Scottish and Irish dancers from Glengarry & Sinclair Highland Dancers, Nashville Irish Step Dancers and Nashville Irish Music School also performed for festival-goers.

The total cost of this year’s games came to around $150,000 and the hope is that the festival will only get bigger, noted Richard, as he hopes to one day add a Celtic music festival to the lineup.

“There are a lot of very good Celtic bands and some of them won’t come here because they play in these every year on the west coast etc. so it’s very difficult to attract the big guys Celtic groups,” Richard says Trest.

Caber toss – a favorite among festival-goers – the hammer throw, sheaf, open stone and barbell throw competitions entertained guests as they encouraged the athletes’ undeniable strength.

Amateur athletes competed in the men’s and women’s under-40 and over-40 categories in traditional and heavyweight Scottish sporting events. Rewards were given to the top three scores across all classes.
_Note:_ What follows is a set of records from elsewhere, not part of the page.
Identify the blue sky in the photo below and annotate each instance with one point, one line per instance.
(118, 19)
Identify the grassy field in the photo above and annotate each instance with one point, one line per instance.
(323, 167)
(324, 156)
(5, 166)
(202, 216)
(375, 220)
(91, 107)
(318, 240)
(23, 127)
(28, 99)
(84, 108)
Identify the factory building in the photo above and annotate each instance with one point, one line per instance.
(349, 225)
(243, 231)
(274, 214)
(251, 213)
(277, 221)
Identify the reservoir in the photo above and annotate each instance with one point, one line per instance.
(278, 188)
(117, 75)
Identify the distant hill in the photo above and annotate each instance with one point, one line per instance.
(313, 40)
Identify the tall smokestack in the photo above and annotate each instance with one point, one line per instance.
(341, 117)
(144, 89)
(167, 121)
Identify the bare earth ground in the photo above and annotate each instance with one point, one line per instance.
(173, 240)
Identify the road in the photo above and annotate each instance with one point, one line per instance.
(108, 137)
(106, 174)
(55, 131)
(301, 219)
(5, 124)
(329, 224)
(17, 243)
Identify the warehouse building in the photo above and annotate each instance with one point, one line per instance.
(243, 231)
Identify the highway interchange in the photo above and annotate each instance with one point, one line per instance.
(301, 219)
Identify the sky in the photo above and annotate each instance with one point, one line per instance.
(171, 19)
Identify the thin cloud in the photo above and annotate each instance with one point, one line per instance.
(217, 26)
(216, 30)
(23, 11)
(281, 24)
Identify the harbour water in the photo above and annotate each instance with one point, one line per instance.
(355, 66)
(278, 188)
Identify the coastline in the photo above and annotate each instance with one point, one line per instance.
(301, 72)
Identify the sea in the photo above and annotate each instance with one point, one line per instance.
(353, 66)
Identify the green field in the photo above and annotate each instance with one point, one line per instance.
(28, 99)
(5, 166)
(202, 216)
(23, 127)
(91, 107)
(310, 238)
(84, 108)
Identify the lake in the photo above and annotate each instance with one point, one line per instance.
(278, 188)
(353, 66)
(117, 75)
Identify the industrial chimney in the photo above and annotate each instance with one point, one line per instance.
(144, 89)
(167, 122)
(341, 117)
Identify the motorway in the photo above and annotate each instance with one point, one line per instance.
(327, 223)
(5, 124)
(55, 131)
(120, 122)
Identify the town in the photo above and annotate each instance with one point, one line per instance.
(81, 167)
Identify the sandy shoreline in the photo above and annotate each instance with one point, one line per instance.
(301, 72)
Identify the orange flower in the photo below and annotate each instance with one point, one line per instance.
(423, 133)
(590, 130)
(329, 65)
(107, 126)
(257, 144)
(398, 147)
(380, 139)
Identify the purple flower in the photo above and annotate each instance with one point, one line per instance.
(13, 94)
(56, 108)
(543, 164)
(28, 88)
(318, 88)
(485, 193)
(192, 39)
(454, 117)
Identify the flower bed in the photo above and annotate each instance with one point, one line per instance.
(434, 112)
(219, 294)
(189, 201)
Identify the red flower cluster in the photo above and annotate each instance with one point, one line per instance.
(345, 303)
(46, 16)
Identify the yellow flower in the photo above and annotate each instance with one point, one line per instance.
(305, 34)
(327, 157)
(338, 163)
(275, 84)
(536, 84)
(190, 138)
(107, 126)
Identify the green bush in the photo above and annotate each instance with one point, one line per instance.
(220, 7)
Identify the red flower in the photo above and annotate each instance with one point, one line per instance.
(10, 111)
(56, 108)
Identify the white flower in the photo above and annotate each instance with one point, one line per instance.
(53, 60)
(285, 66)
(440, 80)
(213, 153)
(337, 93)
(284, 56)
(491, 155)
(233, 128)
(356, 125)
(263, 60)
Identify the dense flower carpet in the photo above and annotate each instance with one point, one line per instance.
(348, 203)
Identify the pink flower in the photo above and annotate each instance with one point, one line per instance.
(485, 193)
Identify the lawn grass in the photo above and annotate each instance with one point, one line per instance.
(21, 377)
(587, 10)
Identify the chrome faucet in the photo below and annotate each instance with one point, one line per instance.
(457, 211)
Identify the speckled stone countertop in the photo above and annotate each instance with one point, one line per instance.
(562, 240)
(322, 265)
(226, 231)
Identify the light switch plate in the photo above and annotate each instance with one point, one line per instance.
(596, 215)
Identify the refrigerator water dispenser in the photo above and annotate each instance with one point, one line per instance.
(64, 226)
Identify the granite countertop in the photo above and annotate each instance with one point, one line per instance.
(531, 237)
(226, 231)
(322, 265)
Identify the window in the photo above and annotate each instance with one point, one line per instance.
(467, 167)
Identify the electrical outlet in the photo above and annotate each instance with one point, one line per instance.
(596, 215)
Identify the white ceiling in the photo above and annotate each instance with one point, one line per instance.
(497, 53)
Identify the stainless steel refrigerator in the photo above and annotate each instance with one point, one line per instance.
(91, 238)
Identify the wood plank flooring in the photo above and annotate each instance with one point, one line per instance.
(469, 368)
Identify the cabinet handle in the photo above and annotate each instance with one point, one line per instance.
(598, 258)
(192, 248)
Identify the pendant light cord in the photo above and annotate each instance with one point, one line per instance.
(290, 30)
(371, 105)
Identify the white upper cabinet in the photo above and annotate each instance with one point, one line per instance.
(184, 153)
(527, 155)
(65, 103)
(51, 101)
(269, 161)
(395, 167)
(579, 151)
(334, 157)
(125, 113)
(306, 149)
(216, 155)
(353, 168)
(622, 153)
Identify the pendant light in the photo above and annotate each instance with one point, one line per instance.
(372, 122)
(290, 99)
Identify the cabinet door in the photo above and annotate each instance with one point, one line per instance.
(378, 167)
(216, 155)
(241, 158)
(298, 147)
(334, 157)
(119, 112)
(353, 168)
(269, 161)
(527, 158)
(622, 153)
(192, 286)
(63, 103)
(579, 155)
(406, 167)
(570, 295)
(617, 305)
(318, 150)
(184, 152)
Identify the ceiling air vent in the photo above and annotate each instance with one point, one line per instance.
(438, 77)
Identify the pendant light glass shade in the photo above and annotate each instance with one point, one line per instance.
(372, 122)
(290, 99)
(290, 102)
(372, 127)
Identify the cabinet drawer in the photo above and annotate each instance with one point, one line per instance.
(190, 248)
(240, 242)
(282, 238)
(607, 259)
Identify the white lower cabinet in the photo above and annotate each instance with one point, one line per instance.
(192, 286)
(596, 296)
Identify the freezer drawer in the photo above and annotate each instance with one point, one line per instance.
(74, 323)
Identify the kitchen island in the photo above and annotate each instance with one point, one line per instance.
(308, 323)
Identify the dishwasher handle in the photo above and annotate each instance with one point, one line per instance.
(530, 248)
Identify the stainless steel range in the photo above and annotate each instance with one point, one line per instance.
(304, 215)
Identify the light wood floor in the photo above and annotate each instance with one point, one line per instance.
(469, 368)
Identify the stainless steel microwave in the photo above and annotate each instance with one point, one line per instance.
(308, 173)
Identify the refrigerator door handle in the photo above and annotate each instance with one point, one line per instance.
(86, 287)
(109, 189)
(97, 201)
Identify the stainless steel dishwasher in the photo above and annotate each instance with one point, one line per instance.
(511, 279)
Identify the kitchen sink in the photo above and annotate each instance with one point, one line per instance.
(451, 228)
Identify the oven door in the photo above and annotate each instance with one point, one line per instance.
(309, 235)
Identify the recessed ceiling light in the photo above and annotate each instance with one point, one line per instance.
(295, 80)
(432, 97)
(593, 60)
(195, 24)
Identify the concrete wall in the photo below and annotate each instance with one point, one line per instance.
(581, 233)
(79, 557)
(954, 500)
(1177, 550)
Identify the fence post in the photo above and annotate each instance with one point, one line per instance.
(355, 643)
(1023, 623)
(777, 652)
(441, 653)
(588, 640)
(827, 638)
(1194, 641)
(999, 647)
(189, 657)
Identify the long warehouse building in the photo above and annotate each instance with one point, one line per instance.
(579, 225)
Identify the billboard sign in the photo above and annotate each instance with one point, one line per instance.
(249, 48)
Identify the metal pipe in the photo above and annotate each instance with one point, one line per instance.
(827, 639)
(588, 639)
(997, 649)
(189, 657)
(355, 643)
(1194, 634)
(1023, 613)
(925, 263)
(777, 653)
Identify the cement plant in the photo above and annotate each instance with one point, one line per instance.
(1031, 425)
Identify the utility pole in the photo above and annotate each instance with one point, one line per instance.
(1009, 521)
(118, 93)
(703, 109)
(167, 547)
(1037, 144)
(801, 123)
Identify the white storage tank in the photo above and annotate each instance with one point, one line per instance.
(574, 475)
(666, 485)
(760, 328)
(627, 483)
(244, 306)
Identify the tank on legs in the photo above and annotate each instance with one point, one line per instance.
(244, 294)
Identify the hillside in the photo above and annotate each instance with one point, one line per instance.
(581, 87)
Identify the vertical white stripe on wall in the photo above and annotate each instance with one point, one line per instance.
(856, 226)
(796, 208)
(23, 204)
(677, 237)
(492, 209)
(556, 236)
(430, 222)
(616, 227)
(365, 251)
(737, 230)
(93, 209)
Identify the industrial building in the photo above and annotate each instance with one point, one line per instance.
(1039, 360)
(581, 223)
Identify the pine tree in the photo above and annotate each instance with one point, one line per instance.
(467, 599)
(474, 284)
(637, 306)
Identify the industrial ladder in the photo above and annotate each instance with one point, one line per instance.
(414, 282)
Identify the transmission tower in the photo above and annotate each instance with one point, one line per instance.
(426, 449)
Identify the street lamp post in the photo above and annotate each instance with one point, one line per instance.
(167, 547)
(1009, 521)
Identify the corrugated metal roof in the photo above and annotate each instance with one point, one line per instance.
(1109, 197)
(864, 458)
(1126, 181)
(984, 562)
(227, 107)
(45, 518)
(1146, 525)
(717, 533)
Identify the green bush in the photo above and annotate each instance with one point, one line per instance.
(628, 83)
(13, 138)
While the adults sipped scotch and cheered on the caber toss, the kids enjoyed a myriad of events and activities in the festival’s Kid Zone, including character visits, story time, quiz lessons, and more. athletics and dance, face painting and other fun activities and craft workshops.

Dozens of food vendors and artisans were on hand throughout the weekend to fulfill customers’ bag pie and lozenge needs. Ice cream, pancakes, and barbecue were just a few of the food options available, along with matching leather, jewelry, pottery, and other crafts.